Last night my local crew decided, on short notice, that we were going to play Moldvay D&D for a while. Tossing the idea around, we agreed we’d level up after every session and share GM duties (so I guess we aren’t exactly playing Moldvay D&D after all). I proposed a vague outline for the world and everybody signed onto the premise - it’s science fantasy, and everyone lives underground because there’s some sort of techno-magical terror that kills you if you are on the surface when the sun is out. We popcorned a bunch of ideas this suggested: Our communities are in caverns and caves and we eat mushrooms and use magical, portable suns to grow underground crops and stuff. Halflings are irradiated freaks. The purpose of dungeon crawling is, essentially, homesteading. Monsters are leftover killbots from the final war and mutated beasts. Lead takes the place of gold.

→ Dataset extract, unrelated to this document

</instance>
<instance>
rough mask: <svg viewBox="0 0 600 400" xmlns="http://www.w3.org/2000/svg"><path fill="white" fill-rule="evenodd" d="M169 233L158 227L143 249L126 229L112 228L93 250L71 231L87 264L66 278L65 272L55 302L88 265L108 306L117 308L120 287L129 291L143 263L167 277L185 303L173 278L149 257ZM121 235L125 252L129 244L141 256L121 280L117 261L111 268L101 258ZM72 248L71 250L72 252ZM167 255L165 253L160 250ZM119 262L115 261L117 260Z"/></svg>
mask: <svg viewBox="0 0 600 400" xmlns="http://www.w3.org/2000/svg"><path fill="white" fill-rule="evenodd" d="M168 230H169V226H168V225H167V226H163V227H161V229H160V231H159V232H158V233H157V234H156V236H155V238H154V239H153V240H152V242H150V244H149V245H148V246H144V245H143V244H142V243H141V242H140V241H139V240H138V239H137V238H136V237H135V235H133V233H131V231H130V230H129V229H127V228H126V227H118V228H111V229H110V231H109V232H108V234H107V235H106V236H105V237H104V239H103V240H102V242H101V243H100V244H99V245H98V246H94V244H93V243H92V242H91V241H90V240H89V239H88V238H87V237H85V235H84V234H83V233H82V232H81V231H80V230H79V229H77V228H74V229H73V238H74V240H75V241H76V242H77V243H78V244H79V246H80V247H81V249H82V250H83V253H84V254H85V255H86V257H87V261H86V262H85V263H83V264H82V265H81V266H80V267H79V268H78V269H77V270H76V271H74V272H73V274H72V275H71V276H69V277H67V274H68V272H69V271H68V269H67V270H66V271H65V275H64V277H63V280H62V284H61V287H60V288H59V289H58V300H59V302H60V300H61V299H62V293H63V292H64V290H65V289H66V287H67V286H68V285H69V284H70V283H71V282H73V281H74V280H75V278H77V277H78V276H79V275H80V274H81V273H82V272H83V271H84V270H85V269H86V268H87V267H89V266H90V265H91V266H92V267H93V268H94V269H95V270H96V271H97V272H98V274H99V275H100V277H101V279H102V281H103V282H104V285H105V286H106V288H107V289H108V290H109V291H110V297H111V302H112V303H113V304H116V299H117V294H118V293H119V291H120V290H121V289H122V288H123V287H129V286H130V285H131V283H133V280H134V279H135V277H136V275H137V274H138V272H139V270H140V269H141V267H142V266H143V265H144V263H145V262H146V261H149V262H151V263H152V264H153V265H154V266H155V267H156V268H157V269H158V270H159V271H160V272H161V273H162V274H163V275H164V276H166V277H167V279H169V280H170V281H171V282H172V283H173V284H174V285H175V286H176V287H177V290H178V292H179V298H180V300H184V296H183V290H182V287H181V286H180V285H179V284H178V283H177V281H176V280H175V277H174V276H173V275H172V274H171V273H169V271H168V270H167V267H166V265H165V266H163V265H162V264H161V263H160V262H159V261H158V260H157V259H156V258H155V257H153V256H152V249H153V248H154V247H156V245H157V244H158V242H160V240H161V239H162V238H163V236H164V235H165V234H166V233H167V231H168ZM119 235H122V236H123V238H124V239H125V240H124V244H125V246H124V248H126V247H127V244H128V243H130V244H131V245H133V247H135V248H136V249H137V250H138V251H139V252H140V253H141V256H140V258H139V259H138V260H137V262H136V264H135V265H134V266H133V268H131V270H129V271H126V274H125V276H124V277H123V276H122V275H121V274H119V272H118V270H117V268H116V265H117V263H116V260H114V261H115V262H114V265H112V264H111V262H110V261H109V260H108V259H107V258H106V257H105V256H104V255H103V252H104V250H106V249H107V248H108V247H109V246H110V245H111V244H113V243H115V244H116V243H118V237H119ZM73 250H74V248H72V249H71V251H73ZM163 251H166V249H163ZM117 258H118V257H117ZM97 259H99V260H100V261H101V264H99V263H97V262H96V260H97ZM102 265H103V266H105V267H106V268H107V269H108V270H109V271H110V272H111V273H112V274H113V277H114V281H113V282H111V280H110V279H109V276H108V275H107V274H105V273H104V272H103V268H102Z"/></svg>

To solidify the setting we did something I hadn’t tried before and it worked well. Everyone got four index cards, and we chose an inspirational language for consistency, and wrote down a word, name or phrase on each card. Then we shuffled them up and passed them back out and made a map. They had stuff like MANGU and THE CRUSH and GURLEAN and KHAIDU OLZVOI and THE SILVERED CHAMBERS and RIVER OF ROCK. We took turns filling in details of places and people. Sixteen elements were enough to really breathe life into the world - we have three communities, tenuously connected, all with colorful leaders, and a bandit king who apparently has found a way to survive on the surface. It feels a little lived-in and is just the right amount of detail to start exploring.
It was dirt simple, fast, and really fun.